### High level
What is web scraping?
> Web scraping (web harvesting or web data extraction) is a computer software technique of extracting information from websites.

What questions can you answer with web scraping?
- What TV shows are airing tonight?
- What is the name and price of the first 5 results for X on ebay?
- How many words is the wiki page for X?
- Has X been updated recently with this text?
- is X band playing at Doug Fir any time soon?
- is that [refurbished Baratza](http://www.baratza.com/product/encore-refurb/) in stock yet?
- Are tickets available for sale yet?


Ethics of web scraping
- https://news.ycombinator.com/item?id=12345693


### Tools
name | Purpose
-----|--------
[Selector Gadget](http://selectorgadget.com/) | find css selectors visually
[CSS selector cheat-sheet](http://www.cheetyr.com/css-selectors) | CSS selector reference
[BeautifulSoup4](http://beautiful-soup-4.readthedocs.io/en/latest/) | Parse HTML webpages with selectors
[requests](http://docs.python-requests.org/en/master/) | Connect to and download webpages (HTML)

## HTML
**HyperText Markup Language** 

It's the code that forms websites.  We won't be learning HTML today, but we'll learn enough to understand how we can navigate it.
 
#### HTML is made up of elements as its base components

Elements have structure:

![element structure](https://upload.wikimedia.org/wikipedia/commons/thumb/5/55/HTML_element_structure.svg/330px-HTML_element_structure.svg.png)

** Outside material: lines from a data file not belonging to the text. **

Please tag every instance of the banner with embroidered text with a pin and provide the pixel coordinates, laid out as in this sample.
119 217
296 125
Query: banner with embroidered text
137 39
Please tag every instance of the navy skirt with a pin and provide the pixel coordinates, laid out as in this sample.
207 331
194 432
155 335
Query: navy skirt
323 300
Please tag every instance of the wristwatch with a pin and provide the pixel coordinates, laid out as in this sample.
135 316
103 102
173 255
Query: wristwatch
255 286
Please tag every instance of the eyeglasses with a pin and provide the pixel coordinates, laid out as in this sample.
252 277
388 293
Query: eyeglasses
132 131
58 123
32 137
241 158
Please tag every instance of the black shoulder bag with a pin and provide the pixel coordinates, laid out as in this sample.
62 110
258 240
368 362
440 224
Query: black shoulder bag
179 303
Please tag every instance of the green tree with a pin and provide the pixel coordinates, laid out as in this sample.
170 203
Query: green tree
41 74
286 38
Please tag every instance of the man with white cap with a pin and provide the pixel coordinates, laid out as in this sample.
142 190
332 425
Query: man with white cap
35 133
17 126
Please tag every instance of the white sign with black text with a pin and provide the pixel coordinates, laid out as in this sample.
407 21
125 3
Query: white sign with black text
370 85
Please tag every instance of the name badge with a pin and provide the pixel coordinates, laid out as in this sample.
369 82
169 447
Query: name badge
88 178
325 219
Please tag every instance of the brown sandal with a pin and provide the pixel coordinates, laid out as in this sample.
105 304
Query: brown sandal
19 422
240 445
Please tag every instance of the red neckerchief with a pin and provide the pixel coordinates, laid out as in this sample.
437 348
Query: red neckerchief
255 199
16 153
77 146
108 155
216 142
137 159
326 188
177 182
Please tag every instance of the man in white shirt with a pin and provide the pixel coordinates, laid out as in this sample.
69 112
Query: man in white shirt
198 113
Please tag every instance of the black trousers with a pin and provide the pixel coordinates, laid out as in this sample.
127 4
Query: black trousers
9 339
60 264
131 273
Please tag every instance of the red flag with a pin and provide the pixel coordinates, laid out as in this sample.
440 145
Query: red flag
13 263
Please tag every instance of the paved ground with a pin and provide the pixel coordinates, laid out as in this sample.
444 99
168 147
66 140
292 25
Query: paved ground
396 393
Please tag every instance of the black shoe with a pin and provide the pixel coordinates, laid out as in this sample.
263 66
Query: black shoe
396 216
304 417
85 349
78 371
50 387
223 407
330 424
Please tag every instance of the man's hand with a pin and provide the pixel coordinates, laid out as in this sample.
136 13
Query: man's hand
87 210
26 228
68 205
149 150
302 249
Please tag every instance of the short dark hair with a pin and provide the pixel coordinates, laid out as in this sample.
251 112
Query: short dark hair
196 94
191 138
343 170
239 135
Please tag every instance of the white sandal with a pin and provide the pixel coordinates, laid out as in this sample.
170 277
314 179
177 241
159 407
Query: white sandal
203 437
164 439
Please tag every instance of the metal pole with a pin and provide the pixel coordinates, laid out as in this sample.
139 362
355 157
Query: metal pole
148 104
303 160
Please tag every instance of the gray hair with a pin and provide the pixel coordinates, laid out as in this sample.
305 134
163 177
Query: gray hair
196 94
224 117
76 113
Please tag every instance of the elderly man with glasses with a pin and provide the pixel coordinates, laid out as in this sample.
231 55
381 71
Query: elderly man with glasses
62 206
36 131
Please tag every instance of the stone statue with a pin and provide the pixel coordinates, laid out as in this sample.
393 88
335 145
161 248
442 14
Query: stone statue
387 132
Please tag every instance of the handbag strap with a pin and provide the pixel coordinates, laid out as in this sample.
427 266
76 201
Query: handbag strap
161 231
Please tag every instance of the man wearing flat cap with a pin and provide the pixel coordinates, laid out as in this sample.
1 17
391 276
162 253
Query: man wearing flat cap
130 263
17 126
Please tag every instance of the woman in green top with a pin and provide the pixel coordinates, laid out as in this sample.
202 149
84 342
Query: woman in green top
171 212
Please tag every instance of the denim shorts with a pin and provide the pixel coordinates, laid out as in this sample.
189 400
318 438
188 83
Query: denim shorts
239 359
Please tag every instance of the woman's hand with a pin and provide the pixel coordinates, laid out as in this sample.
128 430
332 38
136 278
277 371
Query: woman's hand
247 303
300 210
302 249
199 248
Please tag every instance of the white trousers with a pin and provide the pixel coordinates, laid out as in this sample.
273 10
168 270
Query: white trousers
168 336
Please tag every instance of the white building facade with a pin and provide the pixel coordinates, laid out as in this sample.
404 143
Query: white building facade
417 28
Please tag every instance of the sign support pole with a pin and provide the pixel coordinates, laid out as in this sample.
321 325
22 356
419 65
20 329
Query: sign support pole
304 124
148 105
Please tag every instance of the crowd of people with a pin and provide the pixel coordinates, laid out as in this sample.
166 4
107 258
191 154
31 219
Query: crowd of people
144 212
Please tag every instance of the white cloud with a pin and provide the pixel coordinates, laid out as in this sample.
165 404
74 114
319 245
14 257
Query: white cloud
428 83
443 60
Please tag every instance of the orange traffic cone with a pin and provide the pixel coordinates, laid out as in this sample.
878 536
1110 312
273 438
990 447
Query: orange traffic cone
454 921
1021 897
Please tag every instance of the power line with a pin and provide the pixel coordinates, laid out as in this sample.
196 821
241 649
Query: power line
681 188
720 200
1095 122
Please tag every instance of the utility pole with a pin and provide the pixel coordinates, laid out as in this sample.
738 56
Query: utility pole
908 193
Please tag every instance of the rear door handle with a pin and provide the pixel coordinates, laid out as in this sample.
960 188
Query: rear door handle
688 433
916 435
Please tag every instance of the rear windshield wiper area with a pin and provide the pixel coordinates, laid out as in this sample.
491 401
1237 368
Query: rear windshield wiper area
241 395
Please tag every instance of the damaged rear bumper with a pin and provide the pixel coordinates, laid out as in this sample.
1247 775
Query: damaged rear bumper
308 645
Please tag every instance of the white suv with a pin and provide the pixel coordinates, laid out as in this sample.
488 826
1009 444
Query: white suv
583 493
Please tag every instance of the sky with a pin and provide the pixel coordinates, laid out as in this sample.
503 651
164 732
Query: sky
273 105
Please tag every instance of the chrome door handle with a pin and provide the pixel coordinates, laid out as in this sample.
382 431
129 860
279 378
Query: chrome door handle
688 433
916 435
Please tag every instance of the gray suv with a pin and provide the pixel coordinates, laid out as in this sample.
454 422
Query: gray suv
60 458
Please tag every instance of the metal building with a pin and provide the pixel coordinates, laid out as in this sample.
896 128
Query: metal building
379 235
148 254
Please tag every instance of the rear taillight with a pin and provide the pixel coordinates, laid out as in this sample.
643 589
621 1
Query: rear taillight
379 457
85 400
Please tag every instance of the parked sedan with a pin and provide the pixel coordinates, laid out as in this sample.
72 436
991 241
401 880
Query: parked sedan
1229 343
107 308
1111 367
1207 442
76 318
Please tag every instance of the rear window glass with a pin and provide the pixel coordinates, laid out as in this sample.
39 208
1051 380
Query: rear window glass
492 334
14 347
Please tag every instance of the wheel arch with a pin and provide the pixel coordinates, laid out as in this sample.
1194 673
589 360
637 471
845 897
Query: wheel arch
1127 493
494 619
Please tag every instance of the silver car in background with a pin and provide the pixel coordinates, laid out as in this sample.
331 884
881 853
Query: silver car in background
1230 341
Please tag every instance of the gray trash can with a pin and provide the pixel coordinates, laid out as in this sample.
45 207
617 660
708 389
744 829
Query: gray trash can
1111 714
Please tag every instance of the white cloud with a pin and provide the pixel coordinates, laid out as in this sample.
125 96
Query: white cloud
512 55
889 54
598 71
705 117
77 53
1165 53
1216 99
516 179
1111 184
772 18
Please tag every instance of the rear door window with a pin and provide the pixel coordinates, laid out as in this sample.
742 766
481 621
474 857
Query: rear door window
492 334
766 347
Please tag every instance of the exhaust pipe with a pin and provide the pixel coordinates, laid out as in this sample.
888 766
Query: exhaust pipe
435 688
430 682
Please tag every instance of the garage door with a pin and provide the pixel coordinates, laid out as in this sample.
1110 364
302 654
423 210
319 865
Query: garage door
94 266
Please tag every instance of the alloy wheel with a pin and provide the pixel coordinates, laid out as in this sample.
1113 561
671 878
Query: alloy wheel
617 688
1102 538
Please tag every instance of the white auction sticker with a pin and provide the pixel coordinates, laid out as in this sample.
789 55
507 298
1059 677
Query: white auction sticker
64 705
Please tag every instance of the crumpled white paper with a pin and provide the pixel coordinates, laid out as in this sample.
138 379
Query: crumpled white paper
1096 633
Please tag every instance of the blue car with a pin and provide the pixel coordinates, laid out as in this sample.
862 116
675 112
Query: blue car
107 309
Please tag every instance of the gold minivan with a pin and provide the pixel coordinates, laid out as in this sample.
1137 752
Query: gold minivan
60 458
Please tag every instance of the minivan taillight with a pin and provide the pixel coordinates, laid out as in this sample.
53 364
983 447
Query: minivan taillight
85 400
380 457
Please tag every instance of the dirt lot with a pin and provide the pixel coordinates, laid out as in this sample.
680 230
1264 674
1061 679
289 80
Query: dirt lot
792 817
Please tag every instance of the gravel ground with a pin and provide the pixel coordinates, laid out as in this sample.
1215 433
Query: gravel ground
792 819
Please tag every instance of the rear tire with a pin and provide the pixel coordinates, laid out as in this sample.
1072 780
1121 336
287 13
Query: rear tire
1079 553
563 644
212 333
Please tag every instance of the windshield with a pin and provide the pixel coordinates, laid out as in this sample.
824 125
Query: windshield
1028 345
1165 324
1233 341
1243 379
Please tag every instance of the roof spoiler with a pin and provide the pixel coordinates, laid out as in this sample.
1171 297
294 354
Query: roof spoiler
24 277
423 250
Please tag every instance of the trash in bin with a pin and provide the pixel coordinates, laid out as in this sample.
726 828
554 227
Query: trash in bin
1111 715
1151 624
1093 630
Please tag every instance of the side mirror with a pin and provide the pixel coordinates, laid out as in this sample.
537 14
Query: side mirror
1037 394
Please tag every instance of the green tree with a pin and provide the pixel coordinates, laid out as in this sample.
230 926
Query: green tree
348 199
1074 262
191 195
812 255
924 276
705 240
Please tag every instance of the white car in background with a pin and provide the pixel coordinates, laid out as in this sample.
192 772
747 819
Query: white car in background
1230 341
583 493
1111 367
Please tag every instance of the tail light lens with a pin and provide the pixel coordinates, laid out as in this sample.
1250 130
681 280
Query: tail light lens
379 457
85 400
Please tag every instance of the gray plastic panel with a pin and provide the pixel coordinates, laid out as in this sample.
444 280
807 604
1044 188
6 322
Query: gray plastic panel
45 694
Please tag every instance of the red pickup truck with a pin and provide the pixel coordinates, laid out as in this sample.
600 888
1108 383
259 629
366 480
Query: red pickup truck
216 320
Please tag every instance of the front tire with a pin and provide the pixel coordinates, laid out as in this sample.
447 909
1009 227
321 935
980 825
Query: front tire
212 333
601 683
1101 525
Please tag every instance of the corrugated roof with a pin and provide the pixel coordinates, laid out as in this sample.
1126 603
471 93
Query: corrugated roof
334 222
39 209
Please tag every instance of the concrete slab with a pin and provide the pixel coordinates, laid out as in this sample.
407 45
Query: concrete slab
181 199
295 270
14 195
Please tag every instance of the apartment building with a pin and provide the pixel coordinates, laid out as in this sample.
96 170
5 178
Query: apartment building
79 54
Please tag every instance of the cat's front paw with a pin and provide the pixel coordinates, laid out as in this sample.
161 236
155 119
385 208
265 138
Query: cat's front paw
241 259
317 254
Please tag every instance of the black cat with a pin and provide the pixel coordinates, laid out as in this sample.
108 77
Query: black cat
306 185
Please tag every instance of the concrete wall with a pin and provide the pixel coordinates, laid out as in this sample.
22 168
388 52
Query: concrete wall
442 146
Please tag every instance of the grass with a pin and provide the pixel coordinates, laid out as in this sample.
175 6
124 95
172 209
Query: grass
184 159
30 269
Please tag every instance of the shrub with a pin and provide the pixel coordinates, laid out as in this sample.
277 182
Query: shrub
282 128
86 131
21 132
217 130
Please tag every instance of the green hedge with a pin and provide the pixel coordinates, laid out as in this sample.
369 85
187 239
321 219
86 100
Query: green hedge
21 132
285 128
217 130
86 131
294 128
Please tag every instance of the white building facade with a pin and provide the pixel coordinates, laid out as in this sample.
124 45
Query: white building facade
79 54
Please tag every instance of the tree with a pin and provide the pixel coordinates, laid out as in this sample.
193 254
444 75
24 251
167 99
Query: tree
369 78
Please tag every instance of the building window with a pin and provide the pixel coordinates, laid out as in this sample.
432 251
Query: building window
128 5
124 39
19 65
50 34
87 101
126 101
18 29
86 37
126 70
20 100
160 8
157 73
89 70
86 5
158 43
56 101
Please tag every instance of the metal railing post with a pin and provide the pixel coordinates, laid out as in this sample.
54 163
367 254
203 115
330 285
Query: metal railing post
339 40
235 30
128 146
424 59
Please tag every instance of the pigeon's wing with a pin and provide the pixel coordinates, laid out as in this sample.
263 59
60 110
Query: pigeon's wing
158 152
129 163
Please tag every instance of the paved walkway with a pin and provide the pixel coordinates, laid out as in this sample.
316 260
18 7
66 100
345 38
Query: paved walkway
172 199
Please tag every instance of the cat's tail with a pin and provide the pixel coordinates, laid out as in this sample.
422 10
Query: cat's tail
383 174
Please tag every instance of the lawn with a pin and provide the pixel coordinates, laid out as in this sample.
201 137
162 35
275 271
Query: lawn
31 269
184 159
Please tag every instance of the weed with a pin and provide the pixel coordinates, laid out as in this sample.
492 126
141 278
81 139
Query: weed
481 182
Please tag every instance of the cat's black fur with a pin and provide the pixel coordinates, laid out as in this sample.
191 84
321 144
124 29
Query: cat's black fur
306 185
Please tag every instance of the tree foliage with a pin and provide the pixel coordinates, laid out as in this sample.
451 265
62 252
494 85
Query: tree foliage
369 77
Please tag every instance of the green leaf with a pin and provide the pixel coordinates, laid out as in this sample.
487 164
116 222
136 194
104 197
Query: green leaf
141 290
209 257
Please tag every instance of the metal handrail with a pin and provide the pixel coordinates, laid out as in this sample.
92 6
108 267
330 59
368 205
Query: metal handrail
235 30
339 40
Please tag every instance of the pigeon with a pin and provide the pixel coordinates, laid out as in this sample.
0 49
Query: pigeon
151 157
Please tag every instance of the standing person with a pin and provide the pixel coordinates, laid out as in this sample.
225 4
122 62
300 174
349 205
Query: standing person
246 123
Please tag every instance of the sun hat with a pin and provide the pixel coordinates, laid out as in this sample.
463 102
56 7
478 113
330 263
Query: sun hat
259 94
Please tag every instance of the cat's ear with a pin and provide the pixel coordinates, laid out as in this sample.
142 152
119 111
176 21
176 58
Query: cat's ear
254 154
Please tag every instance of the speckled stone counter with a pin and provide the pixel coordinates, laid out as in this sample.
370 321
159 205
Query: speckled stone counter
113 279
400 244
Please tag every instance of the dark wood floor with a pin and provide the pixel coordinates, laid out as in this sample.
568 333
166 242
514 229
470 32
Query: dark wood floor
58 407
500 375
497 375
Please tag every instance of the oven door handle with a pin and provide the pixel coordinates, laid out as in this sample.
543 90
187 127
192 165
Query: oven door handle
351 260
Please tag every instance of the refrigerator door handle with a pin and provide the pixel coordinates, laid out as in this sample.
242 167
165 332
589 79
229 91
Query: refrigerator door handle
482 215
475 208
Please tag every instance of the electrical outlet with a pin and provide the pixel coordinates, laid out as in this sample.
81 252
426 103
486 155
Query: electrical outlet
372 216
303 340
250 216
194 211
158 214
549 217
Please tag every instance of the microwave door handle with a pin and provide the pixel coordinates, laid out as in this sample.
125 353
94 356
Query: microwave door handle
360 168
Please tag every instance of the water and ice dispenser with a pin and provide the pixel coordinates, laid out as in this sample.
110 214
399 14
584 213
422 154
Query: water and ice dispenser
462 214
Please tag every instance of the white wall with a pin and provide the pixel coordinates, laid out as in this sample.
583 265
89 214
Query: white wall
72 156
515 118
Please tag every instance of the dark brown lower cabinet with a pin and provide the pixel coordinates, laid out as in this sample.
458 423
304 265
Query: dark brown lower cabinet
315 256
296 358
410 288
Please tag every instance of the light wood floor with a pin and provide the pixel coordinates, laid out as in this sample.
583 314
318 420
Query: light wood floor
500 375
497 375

When nested inside eachother, they give the document form

![html structure](http://www.htmlgoodies.com/img/2007/06/page_container.gif)


This can also be viewed as a tree-like structure.  Here's the above when we only care about *children* and *ancestors*
![html tree-like structure](http://www.htmlgoodies.com/img/2007/06/flowChart2.gif)


In [None]:
import bs4
import requests

## Fetching the HTML

First step will be to actually get the website's html.  To do that, we'll be using the 3rd-party *requests*\* module.
This simulates:
1. opening your browser
2. typing in the url you want to visit
3. selecting 'View Source'
4. copying the text
5. pasting it into a variable.

\* we could do this using just the std-lib, but requests is popular enough you'll encounter it often.

In [None]:
url = 'https://raw.githubusercontent.com/hassanshamim/python_foundations/master/README.md'
response = requests.get(url)

In [None]:
response # If you're not familiar with HTTP codes, this output might be totally useless.

In [None]:
help(response) # let's see what this *response object* can do.

In [None]:
response.ok # Did the website/server respond properly?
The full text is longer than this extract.